Tomato prices jump to record high in twin citiesPakistan
ISLAMABAD: The gap between two seasons has pushed the tomato prices to a record high level. At the same time, the situation has revealed the fragility of the country’s agriculture sector.
Tomato prices breached the record high level of Rs250 per kilogramme in the twin cities last week and are still hovering around Rs200 per kg mainly owing to limited supplies.
“I have never seen the prices at this level, and it is because supplies from Afghanistan are fluctuating and the Pakistani crops are not yet ripe and there is a complete halt to imports from the Wagah border,” said Amir Chaudhry, a trader at the I-10 wholesale fruit and vegetable market.
He said there had to be a policy on the import of farm produce and the government should allow limited import from India if the prices are to be checked. “Still the situation is likely to improve in coming days when local produce will arrive.”
Traders say local crops are still not ripe, supplies from Afghanistan are fluctuating
The surge witnessed in the tomato prices late last week is waning gradually as supplies from Swat are beginning to arrive. But at present almost every retailer has a different price for the essential kitchen item.
The retail market prices ranged between Rs180 and Rs200 but the auction rate at the wholesale market on Sunday night was Rs2,000 to Rs2,100 for a crate of 16 kilogramme - around Rs132 per kg.
Meanwhile, growers also expressed dismay over the heavy fluctuations in the prices of farm produce and demand the government develop the confidence of farmers to ensure that there is no lean period between the major seasons.
“If there is a consistency in policies the farmers too will be aware of the supply position,” said Hamid Malli, the director of Farmers Association of Pakistan, an NGO working for the rights of the farmers.
“Many times the government allowed cheaper imports which caused losses to the local growers. However, now the government has taken a good stance on the imports of farm produce from India.”
Mr Malli said the weather conditions in most of Afghanistan were similar to that of KP and Fata. “But why farmers in Pakistan are reluctant to sow risky crops? It is because there is no clear-cut policy on the imports of agricultural produce.”

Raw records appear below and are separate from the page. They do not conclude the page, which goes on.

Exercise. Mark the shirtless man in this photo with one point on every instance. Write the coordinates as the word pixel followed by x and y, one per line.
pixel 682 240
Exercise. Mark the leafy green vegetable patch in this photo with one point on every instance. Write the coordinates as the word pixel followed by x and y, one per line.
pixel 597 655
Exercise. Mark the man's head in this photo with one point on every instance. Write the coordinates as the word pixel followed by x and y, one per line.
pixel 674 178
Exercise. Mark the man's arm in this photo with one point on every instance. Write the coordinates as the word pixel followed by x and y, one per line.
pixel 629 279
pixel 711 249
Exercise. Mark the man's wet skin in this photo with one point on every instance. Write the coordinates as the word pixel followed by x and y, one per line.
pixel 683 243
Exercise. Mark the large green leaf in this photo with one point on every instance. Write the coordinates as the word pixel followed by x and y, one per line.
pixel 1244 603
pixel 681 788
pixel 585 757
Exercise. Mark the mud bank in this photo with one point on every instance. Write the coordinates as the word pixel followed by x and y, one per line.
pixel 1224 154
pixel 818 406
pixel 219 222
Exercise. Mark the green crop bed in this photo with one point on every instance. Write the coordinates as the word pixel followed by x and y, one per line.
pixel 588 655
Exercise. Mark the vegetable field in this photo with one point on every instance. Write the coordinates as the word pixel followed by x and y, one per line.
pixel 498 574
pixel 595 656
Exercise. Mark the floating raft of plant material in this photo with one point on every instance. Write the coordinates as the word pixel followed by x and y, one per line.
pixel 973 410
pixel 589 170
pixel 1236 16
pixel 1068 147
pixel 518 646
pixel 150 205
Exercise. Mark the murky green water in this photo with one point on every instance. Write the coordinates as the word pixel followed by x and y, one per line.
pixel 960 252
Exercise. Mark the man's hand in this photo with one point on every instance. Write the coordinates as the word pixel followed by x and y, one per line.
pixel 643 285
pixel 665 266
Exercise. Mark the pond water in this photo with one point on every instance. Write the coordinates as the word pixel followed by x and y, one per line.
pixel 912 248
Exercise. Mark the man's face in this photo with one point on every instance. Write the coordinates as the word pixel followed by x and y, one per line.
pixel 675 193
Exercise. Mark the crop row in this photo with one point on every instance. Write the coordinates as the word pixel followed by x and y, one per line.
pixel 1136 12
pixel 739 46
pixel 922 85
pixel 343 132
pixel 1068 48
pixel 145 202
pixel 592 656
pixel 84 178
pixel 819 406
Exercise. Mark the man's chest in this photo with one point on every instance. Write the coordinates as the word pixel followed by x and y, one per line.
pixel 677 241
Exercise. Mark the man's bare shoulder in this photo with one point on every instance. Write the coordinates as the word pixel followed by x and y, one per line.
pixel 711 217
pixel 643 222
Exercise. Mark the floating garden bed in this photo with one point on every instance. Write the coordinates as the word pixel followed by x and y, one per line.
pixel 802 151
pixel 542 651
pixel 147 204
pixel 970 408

Even the traders acknowledged that the extraordinarily bouncing prices were not only an unhealthy sign for their business but it also led to exploitation in society.
“The consumers are complaining that we (traders) are abusing our position in the supply chain. But when the prices of tomato or any other commodity are very low the farmers criticise us for not supporting them,” said Rizwan Farooq, a trader at the I-10 market.
The tomato prices went up to Rs140 per kg in most of the markets in March due to a supply slump in the wake of the changing season.
The other surge was ahead of Eidul Azha when the prices increased to over Rs100 per kg and that too in the wake of dearth created by the end of the crops in Balochistan.
However, it is expected that the prices will stabilise as supplies from the winter crops from several areas of KP would start arriving within a week.